Research Departments
Mission Statement
The Research Departments of Gillory & Associates exist to advance the rigorous study of economic science through theory-first analysis, methodological discipline, and institutional realism. Their mission is to cultivate a coherent and intellectually serious approach to economics—one that prioritizes explanation over mere representation, meaning over mechanical application, and structure over abstraction divorced from reality.
The Departments are dedicated to developing and refining economic theory grounded in human action, time, and coordination, while maintaining a critical awareness of the limits of formal models and empirical measurement. They serve as the intellectual foundation of Gillory & Associates, ensuring that all research, instruction, and applied work reflects internal consistency, logical clarity, and economic relevance.

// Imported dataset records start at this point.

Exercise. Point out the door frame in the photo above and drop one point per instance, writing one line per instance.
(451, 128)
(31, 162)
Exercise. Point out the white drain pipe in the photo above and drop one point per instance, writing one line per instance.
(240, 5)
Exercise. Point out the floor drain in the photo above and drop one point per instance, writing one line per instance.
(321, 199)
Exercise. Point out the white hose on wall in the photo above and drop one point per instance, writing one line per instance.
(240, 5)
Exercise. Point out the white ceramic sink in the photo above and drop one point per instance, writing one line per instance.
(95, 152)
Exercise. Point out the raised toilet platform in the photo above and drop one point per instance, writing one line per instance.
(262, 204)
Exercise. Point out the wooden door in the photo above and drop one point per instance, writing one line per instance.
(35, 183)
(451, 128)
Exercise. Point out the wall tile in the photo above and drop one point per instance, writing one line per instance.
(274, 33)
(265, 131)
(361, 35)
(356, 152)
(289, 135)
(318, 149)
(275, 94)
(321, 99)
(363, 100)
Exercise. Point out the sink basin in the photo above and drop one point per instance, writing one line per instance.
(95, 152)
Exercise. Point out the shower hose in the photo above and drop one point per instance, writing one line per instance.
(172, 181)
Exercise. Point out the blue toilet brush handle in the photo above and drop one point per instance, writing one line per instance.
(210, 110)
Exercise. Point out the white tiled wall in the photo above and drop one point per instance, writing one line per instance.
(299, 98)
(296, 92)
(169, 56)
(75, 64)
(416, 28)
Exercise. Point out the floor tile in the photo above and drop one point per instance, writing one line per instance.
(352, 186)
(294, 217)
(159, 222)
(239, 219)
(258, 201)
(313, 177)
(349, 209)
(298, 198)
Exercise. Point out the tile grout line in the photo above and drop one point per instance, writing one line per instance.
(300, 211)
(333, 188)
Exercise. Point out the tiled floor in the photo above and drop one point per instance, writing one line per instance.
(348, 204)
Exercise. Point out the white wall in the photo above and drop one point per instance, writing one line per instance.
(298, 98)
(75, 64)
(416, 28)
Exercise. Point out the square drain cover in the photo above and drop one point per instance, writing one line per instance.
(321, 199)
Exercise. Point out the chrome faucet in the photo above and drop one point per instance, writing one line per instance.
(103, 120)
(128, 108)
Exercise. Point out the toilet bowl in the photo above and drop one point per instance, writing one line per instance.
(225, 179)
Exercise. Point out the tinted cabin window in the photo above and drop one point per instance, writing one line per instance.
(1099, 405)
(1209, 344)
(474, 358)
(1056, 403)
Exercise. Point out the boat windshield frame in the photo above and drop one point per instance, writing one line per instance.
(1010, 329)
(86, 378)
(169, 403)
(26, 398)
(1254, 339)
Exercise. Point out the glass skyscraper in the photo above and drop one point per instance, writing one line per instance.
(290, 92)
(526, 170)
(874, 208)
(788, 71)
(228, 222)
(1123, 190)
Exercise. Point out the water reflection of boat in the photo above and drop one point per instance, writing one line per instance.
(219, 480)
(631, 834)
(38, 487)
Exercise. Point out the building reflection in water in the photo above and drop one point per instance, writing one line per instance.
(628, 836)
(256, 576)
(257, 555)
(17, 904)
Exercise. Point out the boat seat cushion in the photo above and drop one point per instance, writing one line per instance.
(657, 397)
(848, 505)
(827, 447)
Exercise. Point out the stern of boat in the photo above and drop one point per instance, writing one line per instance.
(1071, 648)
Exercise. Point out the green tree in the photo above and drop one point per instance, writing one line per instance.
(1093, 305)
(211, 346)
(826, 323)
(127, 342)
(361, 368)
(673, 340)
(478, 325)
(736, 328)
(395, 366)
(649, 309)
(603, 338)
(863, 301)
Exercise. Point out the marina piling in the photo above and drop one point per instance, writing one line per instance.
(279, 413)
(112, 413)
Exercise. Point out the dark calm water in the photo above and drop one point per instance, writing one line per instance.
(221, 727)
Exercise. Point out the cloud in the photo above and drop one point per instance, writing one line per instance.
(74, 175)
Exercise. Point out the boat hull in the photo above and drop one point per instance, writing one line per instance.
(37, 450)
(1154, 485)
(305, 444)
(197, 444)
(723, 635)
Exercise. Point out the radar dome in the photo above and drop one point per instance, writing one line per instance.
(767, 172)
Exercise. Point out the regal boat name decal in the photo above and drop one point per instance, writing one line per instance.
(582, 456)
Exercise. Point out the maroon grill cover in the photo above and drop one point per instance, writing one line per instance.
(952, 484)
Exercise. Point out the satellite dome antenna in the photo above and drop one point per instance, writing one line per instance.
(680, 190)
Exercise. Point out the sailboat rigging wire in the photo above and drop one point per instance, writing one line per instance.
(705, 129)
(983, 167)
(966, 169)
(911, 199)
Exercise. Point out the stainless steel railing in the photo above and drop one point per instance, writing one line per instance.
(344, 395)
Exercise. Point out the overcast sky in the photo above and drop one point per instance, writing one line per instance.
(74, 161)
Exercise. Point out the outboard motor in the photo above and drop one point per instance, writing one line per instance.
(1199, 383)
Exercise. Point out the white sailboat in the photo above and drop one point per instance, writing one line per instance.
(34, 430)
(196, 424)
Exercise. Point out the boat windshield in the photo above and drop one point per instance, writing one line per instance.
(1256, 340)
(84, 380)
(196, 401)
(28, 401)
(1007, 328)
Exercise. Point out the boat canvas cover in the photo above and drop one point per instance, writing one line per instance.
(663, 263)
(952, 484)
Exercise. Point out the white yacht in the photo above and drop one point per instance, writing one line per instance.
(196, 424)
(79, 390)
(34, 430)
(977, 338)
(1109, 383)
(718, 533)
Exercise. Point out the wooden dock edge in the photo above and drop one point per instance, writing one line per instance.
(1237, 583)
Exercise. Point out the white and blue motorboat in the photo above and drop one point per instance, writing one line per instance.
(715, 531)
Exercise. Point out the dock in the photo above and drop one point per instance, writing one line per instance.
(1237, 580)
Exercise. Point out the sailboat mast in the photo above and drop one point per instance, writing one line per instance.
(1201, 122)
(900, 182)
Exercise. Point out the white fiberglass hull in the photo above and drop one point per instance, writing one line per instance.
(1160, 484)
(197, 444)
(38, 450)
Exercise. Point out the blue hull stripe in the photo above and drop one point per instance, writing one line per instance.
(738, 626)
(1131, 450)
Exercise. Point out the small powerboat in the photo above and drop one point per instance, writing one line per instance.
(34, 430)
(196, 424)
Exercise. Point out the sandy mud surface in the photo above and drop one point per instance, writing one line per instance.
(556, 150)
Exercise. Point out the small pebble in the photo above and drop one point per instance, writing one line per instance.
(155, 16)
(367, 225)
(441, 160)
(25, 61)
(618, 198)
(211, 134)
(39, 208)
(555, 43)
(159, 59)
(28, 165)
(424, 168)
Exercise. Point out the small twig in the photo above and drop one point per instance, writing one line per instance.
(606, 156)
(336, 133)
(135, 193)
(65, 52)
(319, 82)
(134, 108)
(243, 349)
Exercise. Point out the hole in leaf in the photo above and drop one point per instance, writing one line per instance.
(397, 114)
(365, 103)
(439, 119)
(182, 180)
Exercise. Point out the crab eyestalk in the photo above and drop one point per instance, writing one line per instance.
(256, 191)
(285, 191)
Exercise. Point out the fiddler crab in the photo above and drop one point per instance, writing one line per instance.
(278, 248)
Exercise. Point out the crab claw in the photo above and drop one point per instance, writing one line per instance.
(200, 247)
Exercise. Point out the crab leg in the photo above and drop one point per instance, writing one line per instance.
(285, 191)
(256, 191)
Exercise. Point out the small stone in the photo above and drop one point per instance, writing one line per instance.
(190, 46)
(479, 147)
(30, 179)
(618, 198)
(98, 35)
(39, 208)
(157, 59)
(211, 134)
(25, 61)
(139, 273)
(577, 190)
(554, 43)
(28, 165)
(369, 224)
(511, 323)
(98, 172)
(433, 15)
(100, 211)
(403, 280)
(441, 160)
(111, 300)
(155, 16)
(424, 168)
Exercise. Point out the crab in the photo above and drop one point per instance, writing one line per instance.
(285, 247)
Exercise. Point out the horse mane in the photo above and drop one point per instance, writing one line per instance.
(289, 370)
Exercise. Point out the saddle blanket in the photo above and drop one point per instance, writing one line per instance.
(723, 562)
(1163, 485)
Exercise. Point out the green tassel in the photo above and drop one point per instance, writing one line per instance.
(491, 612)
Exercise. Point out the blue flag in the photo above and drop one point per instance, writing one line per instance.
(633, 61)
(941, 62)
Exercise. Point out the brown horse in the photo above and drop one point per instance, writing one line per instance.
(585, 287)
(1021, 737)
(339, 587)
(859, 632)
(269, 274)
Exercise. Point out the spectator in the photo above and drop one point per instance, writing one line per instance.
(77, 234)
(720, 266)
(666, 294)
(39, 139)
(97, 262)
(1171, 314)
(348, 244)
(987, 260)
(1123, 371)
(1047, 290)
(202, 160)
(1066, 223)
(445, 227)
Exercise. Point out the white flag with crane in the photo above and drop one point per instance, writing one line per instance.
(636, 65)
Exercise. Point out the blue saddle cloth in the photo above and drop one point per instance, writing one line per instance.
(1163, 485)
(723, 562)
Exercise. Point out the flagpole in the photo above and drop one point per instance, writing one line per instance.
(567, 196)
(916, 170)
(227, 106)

In pursuit of this mission, the Research Departments integrate doctoral-level instruction, original theoretical and empirical research, policy analysis, and professional certification into a unified scholarly ecosystem. Instruction is designed not merely to transmit techniques, but to form economists capable of disciplined reasoning, methodological self-awareness, and principled judgment. Research is conducted with the explicit aim of contributing durable insights to the field of economics, rather than producing short-lived technical results or policy fashions.
The Departments also function as methodological stewards within Gillory & Associates. They establish and enforce standards governing the use of formal models, econometric methods, and measurement frameworks, ensuring that analytical tools serve economic understanding rather than substitute for it. Through this role, the Departments safeguard the integrity of the firm’s policy work, financial research, and advisory services.
Ultimately, the mission of the Research Departments is to position Gillory & Associates as an institution where economic inquiry is pursued with seriousness, independence, and intellectual responsibility—bridging advanced scholarship and real-world economic analysis without compromising either. Their work is oriented toward long-term contributions to economic science, the education of capable professionals, and the advancement of sound economic reasoning in public and institutional discourse.